The YourStory PR Team at AI for PR Conference 2026
What to Do on a Monday Morning
An AI tool already has an answer about your organisation. The question is whether you have had any say in shaping it, and here are five steps to take:
Audit your AI presence - Open ChatGPT, Perplexity, Claude AI and Gemini and search your organisation as a potential customer or partner would. Note what comes back, where it draws that information from, and what is missing or inaccurate.
Review your content for machine readability - Identify your most important owned content and ask whether it is clear, structured and factual enough for AI systems to interpret and surface accurately. Overly promotional or vague material is less likely to be picked up and more likely to be ignored in favour of third-party sources.
Map your third-party credibility - List the external voices such as journalists, analysts, industry bodies, and partners currently speaking about your organisation. Are they saying what you would want an AI to repeat?
Have the measurement conversation with your team - If you are still reporting success in volume and impressions alone, introduce source credibility and accuracy into the discussion.

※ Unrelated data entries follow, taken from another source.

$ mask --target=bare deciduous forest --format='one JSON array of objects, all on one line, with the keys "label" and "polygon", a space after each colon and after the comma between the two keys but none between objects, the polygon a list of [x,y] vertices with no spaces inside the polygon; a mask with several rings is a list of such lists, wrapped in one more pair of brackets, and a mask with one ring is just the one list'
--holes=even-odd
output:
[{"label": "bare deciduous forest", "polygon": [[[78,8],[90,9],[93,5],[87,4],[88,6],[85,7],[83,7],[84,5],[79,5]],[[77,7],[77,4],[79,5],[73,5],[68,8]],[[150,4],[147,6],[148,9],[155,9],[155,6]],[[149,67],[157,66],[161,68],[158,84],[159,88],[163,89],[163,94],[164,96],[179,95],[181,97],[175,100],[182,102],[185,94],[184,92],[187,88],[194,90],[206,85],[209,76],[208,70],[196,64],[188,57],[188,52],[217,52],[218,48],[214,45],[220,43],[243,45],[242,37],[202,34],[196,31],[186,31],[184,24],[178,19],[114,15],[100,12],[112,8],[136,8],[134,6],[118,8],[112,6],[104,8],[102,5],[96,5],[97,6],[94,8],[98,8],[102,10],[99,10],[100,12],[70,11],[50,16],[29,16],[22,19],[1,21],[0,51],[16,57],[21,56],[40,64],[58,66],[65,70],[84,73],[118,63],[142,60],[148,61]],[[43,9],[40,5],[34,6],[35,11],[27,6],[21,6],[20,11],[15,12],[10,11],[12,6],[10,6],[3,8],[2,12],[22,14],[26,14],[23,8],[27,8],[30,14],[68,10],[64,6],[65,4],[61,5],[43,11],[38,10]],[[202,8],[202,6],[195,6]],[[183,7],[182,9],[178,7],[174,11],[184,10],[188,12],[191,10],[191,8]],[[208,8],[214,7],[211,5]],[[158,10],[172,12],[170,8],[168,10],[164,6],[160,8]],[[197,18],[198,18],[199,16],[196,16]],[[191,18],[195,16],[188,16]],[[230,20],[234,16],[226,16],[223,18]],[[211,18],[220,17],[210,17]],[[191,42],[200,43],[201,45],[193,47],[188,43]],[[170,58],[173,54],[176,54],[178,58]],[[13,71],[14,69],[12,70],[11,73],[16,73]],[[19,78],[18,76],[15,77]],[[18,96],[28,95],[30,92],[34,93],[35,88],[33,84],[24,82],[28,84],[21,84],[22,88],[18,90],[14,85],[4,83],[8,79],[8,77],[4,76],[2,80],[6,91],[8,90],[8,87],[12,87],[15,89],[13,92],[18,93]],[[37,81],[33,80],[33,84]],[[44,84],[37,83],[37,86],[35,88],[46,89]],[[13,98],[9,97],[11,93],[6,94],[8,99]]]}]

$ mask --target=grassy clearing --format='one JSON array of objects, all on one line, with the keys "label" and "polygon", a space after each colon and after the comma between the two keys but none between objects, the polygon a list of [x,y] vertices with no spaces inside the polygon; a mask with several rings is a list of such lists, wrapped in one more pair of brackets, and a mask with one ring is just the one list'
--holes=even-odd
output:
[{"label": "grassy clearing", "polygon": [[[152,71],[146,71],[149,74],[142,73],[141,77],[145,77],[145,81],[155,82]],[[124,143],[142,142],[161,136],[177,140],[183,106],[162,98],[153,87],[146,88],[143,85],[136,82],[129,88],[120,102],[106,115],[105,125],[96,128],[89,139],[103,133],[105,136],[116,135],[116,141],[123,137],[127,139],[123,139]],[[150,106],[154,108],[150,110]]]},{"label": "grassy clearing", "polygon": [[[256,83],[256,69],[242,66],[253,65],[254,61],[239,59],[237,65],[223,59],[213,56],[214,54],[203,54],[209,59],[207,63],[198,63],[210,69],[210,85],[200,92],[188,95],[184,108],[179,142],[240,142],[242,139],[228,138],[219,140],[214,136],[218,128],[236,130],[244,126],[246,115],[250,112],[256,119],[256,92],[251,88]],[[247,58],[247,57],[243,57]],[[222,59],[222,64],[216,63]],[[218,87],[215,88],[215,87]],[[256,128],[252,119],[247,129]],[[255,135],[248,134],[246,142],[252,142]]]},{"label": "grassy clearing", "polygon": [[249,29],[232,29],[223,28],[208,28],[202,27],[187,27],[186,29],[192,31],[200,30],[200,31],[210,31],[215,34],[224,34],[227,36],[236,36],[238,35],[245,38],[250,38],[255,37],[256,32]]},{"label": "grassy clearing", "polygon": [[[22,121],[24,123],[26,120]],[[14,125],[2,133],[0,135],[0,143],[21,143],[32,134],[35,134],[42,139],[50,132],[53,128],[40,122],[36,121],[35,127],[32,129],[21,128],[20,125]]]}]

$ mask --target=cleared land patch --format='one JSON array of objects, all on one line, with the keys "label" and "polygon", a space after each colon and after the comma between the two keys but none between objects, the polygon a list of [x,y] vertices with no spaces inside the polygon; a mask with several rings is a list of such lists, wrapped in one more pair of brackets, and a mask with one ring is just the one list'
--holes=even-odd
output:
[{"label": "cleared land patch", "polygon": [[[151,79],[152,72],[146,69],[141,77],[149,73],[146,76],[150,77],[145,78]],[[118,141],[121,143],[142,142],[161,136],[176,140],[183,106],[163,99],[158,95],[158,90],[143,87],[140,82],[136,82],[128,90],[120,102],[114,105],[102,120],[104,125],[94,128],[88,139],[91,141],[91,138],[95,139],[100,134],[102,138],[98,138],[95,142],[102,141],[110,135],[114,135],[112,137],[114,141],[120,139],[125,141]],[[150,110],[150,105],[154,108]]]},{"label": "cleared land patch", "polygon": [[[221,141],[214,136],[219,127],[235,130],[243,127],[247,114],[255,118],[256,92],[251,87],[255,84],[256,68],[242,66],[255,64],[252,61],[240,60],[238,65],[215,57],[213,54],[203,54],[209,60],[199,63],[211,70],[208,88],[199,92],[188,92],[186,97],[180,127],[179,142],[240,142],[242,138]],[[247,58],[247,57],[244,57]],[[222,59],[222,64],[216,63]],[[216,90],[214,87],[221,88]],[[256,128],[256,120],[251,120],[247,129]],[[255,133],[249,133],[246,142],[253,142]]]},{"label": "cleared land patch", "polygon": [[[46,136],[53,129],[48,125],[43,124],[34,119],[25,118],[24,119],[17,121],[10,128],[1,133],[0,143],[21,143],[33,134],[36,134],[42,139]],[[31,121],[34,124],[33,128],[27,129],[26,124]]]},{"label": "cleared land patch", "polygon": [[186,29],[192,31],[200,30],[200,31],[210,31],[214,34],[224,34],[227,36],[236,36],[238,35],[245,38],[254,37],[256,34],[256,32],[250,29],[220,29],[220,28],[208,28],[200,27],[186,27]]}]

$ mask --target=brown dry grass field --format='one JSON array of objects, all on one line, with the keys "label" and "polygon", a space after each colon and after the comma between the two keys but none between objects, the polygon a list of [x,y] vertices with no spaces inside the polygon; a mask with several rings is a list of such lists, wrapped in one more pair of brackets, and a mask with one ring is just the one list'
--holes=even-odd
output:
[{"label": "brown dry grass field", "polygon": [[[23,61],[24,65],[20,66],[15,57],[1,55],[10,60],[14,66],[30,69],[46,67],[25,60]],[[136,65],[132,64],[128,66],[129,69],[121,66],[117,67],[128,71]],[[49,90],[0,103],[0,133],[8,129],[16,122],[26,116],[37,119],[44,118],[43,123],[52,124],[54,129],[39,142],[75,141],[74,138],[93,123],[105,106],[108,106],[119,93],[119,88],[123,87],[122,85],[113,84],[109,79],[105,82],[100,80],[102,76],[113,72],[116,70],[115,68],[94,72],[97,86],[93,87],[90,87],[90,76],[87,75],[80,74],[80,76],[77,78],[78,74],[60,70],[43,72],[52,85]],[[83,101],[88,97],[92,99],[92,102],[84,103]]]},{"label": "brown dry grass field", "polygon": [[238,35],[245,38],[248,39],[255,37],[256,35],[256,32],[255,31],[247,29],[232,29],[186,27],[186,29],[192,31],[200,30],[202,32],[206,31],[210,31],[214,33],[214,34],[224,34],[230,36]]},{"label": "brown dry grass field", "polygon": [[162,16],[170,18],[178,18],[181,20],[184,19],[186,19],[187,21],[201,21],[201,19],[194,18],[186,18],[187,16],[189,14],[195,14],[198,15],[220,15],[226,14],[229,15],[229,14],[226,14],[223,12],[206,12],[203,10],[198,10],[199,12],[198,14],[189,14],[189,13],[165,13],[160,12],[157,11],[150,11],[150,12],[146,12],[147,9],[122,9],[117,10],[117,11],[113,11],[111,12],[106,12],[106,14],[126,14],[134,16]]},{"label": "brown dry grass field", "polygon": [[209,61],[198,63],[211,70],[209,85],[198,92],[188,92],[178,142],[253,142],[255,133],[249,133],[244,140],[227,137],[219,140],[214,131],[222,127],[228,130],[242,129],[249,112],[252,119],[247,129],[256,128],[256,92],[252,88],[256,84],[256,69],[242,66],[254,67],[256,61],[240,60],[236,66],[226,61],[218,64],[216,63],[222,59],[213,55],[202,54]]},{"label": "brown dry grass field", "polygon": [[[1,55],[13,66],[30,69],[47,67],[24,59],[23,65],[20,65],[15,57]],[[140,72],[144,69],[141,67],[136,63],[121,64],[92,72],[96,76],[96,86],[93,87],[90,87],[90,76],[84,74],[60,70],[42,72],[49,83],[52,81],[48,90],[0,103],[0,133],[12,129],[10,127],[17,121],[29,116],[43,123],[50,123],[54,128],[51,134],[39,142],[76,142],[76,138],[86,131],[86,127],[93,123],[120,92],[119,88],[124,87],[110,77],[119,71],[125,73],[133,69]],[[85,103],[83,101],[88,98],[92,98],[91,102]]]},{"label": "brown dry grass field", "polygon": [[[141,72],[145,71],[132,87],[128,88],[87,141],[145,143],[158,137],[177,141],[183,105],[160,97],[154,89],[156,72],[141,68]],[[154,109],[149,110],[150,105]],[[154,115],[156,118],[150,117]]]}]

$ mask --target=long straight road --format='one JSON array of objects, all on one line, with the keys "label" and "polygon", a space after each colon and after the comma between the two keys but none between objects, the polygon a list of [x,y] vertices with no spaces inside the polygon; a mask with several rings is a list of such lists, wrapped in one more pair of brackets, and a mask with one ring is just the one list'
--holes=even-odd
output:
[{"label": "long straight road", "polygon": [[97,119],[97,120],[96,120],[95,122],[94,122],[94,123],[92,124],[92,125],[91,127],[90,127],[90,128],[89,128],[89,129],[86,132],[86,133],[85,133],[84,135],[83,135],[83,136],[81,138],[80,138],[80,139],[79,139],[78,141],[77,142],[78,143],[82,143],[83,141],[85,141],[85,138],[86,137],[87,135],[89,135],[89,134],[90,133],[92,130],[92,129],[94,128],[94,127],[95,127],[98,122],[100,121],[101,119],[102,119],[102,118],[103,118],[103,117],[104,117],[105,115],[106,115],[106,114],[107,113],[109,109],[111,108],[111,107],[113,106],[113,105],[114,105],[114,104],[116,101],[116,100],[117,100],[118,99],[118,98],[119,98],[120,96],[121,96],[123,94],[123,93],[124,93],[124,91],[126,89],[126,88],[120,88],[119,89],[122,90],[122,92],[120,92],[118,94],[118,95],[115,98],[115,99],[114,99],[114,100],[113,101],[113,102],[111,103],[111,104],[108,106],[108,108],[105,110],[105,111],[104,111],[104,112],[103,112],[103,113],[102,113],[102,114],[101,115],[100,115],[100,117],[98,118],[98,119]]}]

Pick one AI tool to integrate into your weekly workflow - Use it to research a journalist before a pitch, stress-test a key message, or sense-check how a story might land. Your goal should be fluency, and fluency comes from practice.
The PR and communications field is changing as AI becomes a key tool for connecting organisations with their audiences. If there was one takeaway from the conference, it was that communicators need to help shape its integration and not watch this shift from the sidelines.